All-cause mortality among Hispanics in the United States: exploring heterogeneity by nativity status, country of origin, and race in the National Health Interview Survey-linked Mortality Files

Luisa N Borrell, Natalie D Crawford
Annals of Epidemiology 2009, 19 (5): 336-43

PURPOSE: To investigate the association of nativity status, country of origin, and race with all-cause mortality in Hispanic adults relative to non-Hispanic adults in the United States, we used 565,352 records of participants 25 years and older from years 1990 to 2000 of the National Health Interview Survey linked to the National Death Index.

METHODS: All-cause mortality was coded for underlying cause of death according to the Ninth and Tenth Revision of the International Statistical Classification of Diseases, Injuries, and Causes of Deaths. Time to death was considered from each survey year through December 31, 2002. Cox proportional hazard models were used to estimate all-cause mortality death rates for Hispanics and non-Hispanic blacks relative to non-Hispanic whites.
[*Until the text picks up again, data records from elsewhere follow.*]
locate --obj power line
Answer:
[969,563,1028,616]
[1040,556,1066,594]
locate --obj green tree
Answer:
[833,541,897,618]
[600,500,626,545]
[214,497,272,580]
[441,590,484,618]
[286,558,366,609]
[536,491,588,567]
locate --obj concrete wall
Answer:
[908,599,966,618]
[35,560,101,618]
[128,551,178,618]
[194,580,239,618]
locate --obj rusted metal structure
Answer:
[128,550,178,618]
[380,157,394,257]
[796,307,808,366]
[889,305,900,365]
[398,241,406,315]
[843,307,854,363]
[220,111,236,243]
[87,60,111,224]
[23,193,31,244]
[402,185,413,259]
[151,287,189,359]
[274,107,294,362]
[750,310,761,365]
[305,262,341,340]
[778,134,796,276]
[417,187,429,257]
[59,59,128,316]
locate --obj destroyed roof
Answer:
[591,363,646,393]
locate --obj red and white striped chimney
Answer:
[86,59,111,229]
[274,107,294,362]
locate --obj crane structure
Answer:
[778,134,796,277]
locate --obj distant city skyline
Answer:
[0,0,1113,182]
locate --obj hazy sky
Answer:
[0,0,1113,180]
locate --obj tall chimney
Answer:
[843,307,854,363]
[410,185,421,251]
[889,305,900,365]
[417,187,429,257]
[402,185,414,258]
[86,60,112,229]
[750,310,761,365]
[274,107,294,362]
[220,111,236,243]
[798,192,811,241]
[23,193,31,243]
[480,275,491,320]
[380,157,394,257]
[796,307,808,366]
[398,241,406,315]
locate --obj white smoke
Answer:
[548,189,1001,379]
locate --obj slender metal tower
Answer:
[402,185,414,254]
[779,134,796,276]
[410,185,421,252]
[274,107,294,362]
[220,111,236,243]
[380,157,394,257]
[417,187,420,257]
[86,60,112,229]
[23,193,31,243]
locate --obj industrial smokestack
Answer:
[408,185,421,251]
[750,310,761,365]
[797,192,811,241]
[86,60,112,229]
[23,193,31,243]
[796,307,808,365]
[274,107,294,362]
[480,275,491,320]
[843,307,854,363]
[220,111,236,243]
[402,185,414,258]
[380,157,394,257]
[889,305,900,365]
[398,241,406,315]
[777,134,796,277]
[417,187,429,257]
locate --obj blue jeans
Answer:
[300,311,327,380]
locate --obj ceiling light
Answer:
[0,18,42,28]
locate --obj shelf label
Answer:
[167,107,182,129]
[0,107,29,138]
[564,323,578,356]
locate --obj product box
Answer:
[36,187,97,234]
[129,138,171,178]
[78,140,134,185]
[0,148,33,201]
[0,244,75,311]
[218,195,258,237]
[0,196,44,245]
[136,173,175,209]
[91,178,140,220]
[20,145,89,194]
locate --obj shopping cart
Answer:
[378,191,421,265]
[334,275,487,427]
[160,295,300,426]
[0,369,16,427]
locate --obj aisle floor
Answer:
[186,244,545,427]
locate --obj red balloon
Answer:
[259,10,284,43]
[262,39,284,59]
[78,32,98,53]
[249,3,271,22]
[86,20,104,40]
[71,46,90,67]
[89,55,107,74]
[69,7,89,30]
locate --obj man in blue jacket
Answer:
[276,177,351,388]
RESULTS: In the adjusted analysis, we found that Hispanics ages 25-44 had greater death rates than non-Hispanic-white adults regardless of sex and nativity. However, it appears that this finding is driven by island/foreign-born men and women. Compared with non-Hispanic white adults, younger Puerto Rican women and Mexican American men and women had a 61% (95% confidence interval [CI], 1.15-2.24), 44% (95% CI, 1.22-1.26), and 36% (95% CI, 1.17-1.59) greater all-cause death rate, respectively. Hispanics who identify as white, regardless of sex, had greater death rates than non-Hispanic white adults.

CONCLUSIONS: These findings highlight important differences in Hispanics by nativity status, country of origin and race. Studies assessing disparities in health among Hispanics should closely examine the heterogeneity of this population usually lost under a homogeneous classification. This examination would lead to a better understanding of health outcomes within Hispanics.